From 12eb9437c12f6681a29df33bc90fc720b4612c87 Mon Sep 17 00:00:00 2001
From: =?UTF-8?q?Aleix=20Conchillo=20Flaqu=C3=A9?= <aleix@daily.co>
Date: Thu, 17 Oct 2024 15:34:14 -0700
Subject: [PATCH 1/2] services(stt): allow STT service to passthrough audio

---
 CHANGELOG.md                        | 3 +++
 src/pipecat/services/ai_services.py | 8 ++++++--
 2 files changed, 9 insertions(+), 2 deletions(-)
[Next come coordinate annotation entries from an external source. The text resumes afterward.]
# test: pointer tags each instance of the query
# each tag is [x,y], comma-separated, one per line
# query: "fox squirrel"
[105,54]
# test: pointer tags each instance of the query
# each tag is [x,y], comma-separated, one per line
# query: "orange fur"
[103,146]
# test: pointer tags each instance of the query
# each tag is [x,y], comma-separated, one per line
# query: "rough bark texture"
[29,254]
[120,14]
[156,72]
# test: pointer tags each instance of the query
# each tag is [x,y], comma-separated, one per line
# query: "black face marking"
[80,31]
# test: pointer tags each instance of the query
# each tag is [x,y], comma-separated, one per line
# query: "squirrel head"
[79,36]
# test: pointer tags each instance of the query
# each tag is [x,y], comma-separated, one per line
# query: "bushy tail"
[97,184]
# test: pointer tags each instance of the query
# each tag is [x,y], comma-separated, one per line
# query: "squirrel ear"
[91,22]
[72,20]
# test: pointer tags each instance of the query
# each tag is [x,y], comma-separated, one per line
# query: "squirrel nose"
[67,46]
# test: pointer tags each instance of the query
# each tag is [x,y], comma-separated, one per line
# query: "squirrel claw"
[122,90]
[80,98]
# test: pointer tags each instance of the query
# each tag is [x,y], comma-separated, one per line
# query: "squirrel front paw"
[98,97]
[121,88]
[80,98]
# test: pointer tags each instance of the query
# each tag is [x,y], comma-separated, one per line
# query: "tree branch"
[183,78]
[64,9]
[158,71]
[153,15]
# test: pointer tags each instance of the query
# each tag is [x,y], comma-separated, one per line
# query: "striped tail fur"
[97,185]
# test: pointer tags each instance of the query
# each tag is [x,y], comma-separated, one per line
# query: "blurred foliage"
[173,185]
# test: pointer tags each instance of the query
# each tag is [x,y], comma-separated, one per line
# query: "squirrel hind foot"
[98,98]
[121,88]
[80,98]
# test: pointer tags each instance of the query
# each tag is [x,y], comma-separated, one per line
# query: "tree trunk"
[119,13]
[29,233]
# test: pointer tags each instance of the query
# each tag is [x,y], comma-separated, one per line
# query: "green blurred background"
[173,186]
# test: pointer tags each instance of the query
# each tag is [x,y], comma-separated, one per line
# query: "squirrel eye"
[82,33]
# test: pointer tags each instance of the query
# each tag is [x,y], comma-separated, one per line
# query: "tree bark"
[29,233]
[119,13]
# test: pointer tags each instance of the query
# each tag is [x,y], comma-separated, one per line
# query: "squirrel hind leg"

diff --git a/CHANGELOG.md b/CHANGELOG.md
index ddc78b7e2..4dcefc96b 100644
--- a/CHANGELOG.md
+++ b/CHANGELOG.md
@@ -9,6 +9,9 @@ and this project adheres to [Semantic Versioning](https://semver.org/spec/v2.0.0
 
 ### Added
 
+- Added `audio_passthrough` parameter to `STTService`. If enabled it allows
+  audio frames to be pushed downstream in case other processors need them.
+
 - Added input parameter options for `PlayHTTTSService` and
   `PlayHTHttpTTSService`.
 
diff --git a/src/pipecat/services/ai_services.py b/src/pipecat/services/ai_services.py
index 8e11ad6ee..22ceffb7b 100644
--- a/src/pipecat/services/ai_services.py
+++ b/src/pipecat/services/ai_services.py
@@ -451,8 +451,9 @@ class WordTTSService(TTSService):
 class STTService(AIService):
     """STTService is a base class for speech-to-text services."""
 
-    def __init__(self, **kwargs):
+    def __init__(self, audio_passthrough=False, **kwargs):
         super().__init__(**kwargs)
+        self._audio_passthrough = audio_passthrough
         self._settings: Dict[str, Any] = {}
 
     @abstractmethod
@@ -490,8 +491,11 @@ class STTService(AIService):
 
         if isinstance(frame, AudioRawFrame):
             # In this service we accumulate audio internally and at the end we
-            # push a TextFrame. We don't really want to push audio frames down.
+            # push a TextFrame. We also push audio downstream in case someone
+            # else needs it.
             await self.process_audio_frame(frame)
+            if self._audio_passthrough:
+                await self.push_frame(frame, direction)
         elif isinstance(frame, STTUpdateSettingsFrame):
             await self._update_settings(frame.settings)
         else:

From c9318ecd5c9ab4aee03551a9626e36f5bb637ffd Mon Sep 17 00:00:00 2001
From: =?UTF-8?q?Aleix=20Conchillo=20Flaqu=C3=A9?= <aleix@daily.co>
Date: Thu, 17 Oct 2024 15:34:30 -0700
Subject: [PATCH 2/2] examples: minor fixes

---
 examples/foundational/07-interruptible-vad.py       | 2 +-
 examples/foundational/07c-interruptible-deepgram.py | 1 -
 examples/foundational/19-openai-realtime-beta.py    | 2 +-
 3 files changed, 2 insertions(+), 3 deletions(-)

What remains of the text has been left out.